By the time the global warming hoax was in its final days, we
were being told that mid-winter blizzards were signs of it. Now the charlatans
have switched their message, calling it “climate change” and this is so bogus
that it defies description.
Of course
the climate changes! It has done that from the billions of years before the
first man climbed down out of the tree to stand upright; just in time to learn
how to run like hell from whatever creature thought he would make a tasty
snack.
I live in
the Northeast and residents in the tri-state area face an entire week of
temperatures in the upper 90s. The National Weather Service predicts the heat
index (what it feels like outside) could hit 105 degrees. In 2006, about forty
people died from heat stroke in New York during a heat wave from late July to
early August. Most lacked air conditioning.
Curiously,
the Earth is actually the farthest away from the Sun during our summer months.
The way the National Geographic explained it the “Earth's
elliptical orbit means there will be a point each year when the planet is
closest to the sun, called perihelion, and a point when it is farthest away,
known as aphelion.” The aphelion was reached on July 5.
By contrast
in January of this year Australia was undergoing a historic heat wave complete
with wildfires in five of its six states. It set new records hitting 104.6
degrees Fahrenheit; summer in Australia runs from December to February. Far to
the north, however, this summer has been the coldest on record in the Arctic
and it is forecast to get even colder there towards the end of the month.
What I
always find interesting is the way much of the population seems to have
absolutely no memory of any previous heat wave or, for that matter, a major
blizzard.

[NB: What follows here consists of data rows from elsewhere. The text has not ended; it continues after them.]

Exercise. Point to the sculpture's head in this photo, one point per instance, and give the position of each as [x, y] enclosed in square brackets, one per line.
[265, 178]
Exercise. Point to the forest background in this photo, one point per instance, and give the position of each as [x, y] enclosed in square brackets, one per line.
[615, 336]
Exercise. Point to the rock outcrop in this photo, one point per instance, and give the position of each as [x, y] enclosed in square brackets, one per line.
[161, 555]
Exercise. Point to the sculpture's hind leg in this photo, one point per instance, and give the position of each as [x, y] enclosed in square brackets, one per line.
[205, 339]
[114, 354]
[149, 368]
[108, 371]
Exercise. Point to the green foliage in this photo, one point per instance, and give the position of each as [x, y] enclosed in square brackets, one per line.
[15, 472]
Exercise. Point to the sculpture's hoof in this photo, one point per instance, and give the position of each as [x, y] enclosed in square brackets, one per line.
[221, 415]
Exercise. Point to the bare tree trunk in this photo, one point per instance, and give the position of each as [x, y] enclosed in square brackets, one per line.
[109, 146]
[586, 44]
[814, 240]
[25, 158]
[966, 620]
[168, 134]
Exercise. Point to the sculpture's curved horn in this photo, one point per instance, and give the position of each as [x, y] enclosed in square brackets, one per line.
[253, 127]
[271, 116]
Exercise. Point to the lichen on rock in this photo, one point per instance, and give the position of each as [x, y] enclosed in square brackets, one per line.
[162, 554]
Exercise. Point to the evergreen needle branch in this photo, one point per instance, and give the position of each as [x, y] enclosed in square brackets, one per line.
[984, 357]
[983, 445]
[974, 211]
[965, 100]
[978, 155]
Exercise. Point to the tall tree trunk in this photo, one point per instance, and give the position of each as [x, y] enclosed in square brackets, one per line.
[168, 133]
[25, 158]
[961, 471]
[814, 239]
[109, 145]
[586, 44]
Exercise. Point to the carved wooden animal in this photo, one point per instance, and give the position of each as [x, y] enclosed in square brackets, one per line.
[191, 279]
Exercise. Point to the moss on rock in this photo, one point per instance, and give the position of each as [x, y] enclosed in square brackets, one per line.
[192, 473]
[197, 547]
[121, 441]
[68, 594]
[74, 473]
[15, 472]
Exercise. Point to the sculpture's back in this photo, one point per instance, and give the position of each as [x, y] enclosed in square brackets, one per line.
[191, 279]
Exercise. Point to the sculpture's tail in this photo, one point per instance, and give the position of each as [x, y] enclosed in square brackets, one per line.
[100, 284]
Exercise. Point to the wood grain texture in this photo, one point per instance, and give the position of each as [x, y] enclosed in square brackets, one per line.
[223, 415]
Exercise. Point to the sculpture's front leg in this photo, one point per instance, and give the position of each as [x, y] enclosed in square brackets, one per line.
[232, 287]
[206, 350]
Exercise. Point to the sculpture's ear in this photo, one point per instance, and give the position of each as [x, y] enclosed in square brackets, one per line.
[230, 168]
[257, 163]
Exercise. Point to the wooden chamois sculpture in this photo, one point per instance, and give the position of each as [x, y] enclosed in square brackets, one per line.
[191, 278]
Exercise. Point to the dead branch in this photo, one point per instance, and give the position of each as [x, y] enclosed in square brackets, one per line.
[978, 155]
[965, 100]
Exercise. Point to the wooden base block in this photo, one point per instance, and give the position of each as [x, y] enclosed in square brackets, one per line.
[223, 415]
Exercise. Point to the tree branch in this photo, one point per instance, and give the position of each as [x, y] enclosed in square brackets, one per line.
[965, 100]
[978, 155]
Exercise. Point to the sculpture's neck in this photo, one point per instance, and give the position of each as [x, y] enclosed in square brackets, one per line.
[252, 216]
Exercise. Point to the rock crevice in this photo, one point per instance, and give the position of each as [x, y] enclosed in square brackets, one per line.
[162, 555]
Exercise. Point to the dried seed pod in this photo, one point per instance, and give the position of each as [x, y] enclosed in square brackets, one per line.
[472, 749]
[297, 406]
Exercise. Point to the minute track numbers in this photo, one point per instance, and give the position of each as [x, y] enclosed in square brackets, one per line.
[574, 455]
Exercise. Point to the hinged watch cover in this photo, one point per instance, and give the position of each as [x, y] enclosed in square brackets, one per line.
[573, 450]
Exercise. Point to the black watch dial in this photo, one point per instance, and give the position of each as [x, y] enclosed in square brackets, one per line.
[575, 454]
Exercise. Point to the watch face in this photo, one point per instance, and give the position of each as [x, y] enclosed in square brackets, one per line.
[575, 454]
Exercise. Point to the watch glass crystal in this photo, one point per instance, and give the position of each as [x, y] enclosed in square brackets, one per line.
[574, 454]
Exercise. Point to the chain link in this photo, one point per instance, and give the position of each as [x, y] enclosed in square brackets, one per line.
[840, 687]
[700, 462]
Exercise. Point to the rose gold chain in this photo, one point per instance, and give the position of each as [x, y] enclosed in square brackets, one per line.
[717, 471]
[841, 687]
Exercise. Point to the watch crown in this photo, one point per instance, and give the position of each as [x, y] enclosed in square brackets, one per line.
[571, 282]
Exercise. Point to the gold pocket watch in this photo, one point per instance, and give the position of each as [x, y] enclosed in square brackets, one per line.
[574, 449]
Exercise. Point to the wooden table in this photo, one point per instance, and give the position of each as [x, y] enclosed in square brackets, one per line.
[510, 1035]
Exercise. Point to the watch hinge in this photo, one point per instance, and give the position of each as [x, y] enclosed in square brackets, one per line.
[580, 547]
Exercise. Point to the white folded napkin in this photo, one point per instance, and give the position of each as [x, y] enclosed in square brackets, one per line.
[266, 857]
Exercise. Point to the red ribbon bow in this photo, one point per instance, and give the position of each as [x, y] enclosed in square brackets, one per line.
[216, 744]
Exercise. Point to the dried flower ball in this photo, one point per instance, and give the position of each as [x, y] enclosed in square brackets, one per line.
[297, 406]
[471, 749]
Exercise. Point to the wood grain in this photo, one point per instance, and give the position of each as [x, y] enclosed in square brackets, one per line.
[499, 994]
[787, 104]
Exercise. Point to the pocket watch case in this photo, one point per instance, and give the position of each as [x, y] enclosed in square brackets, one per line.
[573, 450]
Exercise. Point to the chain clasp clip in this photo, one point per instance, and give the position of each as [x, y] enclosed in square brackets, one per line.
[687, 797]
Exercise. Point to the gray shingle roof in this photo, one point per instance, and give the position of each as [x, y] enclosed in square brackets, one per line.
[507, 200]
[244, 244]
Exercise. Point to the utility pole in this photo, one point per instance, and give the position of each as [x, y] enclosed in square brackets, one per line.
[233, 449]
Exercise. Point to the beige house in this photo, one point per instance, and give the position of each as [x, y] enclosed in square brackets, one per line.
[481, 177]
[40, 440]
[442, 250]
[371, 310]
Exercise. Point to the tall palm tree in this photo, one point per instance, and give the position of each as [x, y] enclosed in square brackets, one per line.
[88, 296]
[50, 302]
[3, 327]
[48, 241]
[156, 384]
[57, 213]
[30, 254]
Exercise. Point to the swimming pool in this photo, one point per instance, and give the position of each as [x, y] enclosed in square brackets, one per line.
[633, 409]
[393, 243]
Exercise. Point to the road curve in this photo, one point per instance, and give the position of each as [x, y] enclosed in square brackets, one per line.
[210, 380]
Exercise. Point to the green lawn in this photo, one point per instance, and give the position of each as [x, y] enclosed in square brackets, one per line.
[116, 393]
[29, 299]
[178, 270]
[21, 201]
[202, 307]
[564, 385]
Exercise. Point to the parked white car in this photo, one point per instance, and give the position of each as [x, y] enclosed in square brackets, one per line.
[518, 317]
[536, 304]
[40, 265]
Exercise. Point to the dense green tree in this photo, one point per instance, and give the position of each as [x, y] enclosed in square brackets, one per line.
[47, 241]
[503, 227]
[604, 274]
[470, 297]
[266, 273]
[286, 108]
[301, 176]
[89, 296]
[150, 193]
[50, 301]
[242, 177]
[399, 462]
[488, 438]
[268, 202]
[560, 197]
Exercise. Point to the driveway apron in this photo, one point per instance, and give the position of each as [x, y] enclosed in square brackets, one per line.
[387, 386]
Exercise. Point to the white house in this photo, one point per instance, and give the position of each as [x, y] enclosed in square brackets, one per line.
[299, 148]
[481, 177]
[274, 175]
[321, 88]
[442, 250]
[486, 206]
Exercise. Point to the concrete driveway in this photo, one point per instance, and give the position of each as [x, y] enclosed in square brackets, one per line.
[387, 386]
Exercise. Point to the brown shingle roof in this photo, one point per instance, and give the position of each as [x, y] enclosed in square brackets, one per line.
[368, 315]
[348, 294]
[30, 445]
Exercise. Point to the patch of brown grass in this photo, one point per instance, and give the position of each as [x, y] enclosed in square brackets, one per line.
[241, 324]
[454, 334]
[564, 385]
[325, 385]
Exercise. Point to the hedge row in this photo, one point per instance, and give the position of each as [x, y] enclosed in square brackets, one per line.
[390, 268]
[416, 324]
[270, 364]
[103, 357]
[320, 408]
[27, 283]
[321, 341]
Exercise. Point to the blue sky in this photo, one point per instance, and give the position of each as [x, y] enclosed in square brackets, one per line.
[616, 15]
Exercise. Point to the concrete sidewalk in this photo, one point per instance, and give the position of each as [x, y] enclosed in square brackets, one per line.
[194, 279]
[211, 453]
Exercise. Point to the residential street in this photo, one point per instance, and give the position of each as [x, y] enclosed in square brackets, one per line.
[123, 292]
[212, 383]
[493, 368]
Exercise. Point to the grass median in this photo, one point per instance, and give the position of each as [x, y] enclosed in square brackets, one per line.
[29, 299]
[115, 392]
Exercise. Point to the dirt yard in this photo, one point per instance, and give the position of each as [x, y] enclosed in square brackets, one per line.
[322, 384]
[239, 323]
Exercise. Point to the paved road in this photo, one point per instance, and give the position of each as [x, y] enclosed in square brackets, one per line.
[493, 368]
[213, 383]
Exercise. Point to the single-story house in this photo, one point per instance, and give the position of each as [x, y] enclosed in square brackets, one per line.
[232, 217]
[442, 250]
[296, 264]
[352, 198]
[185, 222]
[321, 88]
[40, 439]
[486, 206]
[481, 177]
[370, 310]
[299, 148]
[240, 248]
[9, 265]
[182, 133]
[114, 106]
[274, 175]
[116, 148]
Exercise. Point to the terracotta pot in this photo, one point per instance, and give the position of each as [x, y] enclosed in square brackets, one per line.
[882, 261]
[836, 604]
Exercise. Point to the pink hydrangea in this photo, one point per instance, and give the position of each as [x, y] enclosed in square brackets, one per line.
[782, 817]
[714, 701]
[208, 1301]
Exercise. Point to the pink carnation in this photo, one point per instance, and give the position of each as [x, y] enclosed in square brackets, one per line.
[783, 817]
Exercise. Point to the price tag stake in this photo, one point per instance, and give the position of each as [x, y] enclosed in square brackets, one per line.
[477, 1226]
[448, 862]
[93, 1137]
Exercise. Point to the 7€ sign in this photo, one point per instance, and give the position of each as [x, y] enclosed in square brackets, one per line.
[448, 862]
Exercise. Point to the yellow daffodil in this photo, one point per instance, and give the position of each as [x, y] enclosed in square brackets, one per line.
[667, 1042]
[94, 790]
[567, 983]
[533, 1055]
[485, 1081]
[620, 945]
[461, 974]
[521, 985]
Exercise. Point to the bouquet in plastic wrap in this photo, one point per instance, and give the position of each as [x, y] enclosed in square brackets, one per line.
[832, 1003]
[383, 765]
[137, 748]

Either way the news media goes bananas, usually seeing it an
apocalyptic scenario. No, it’s just a perfectly normal heat wave or blizzard.
It’s a
good idea to keep in mind these and other events are the “weather”, not the
“climate.” The climate is measured in terms of centuries or, at the very least,
decades. The climate is a trend. The weather is what’s happening outside today.
These
weather extremes can be quite dramatic. Wikipedia notes that by 1851, half the
population of England was living in towns while London had already grown into a
major city. “Modern toilets appear on the scene before modern infrastructure,
turning the Thames into an open sewer. In June 1858, a heat wave hit London and
baked the river into a fetid mess.” A newspaper reported that “Gentility of
speech is at an end—it stinks; and whoso once inhales the stink can never
forget it and count himself lucky if he lives to remember it.” The result was
that Parliament moved upstream and anyone who could afford it left town.
In June
1976, England sweltered for fifteen straight days of heat in the ninety degrees
and parts of the southwest went without rain for forty-five days. Forest fires
destroyed trees and crops.
In August
1948 in the northeast, New York, Philadelphia, and other cities saw the
temperature hit a hundred degrees and people flocked to air-conditioned movie
theatres or to the airy beaches like Coney Island. I am old enough to recall
the pre-air conditioned times before they became a common appliance in people’s
homes and apartments. Electric fans provided what little relief there was to be
found.
You don’t
have to live in a city to endure a heat wave. During the Great Depression the
1936 heat wave that hit the Midwest turned farms into dust bowls and farmers
lost their summer crops. It is estimated that some 5,000 people died. Chicago
was hard hit and as far north as Toronto. The scene was repeated in 1995 in
Chicago when an estimated 500 people died from heat-related deaths.
By the end
of the week, Al Gore is sure to issue another one of his boring claims that the
current heat wave is “proof” of global warming. Ignore him.
© Alan
Caruba, 2013
3 comments:
I don't know about global WARMING but yesterday it was 72° here in Rowlett, just outside of Dallas, TX.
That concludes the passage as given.